Les ateliers et les cours visent à permettre à ces jeunes d’intégrer l’école en parallèle de leur parcours juridique pour être accepté en tant que mineurs …
Ils sont aussi une aide à l’insertion dans la société française et à sa compréhension, une ouverture d’esprit qu’ils acquièrent et qui brise les préjugés ( et c’est aussi valable pour le public extérieur qui participe avec eux à des ateliers), à rompre l’isolement dont ils sont victimes de part leur situation, et une base culturelle qui leur permet de s’évader, de comprendre le monde occidental, d’échanger sur leur culture et leur problématiques, d’apprendre leurs droits, et d’aller vers l’autonomie ( savoir cuisiner, mais aussi lire et écrire, parler en public, connaître l’histoire de l’art, etc…) et la liberté (de choix, de parole, etc…).
L’échange nous permet aussi à nous, bénévoles de comprendre mieux la situation politique et géopolitique de leurs pays .
Ces rencontres/ateliers sont aussi l’occasion de permettre à ces jeunes de se poser, de pouvoir parler de leur parcours et de pouvoir être orientés au mieux vers des professionnels de santé -physique et morale.

A côté de ça, les jeunes sont suivis au niveau juridique par l’ADJIE, et médicalement par Médecin du Monde .
Toutes les choses que nous faisons ensemble visent à redonner confiance en eux et en un potentiel avenir à ces enfants , constamment niés et rabaissés depuis leur arrivée en europe, et laissés livré à eux même sans aucunes explications concernant les codes, les us et les règles de nos sociétés dites modernes.
et sans aucunes idées de leurs droits …
ces jeunes sont en demande d’apprendre et savent que c’est une chance.

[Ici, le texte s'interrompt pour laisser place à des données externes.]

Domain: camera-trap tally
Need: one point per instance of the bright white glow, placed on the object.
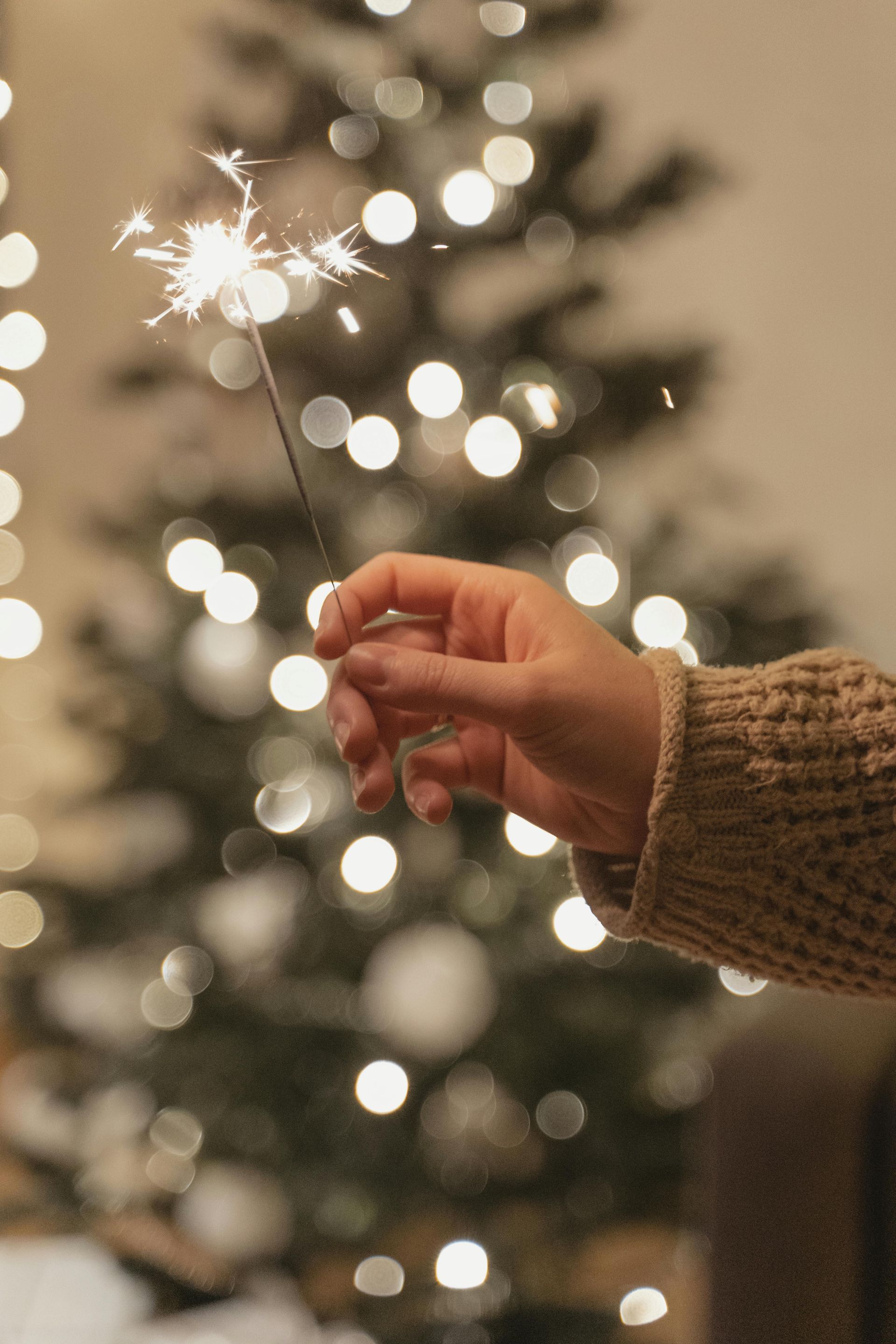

l’association leur permet également de rencontrer des professionnels grâce aux ateliers dont nous bénéficions dans différentes structures artistiques et culturelles, d’autres jeunes en allant dans des classes , d’être invités à voir des spectacles de qualité, etc…
En organisant des soirées de soutien qui nous permettent de récolter des fonds, les jeunes sont partie prenante de la lutte qu’ils doivent mener en groupe, unis , pour payer les papiers demandés par les juges pour justifier de leur minorité ( une demande de passeport auprès des ambassades coûte environ 130€…).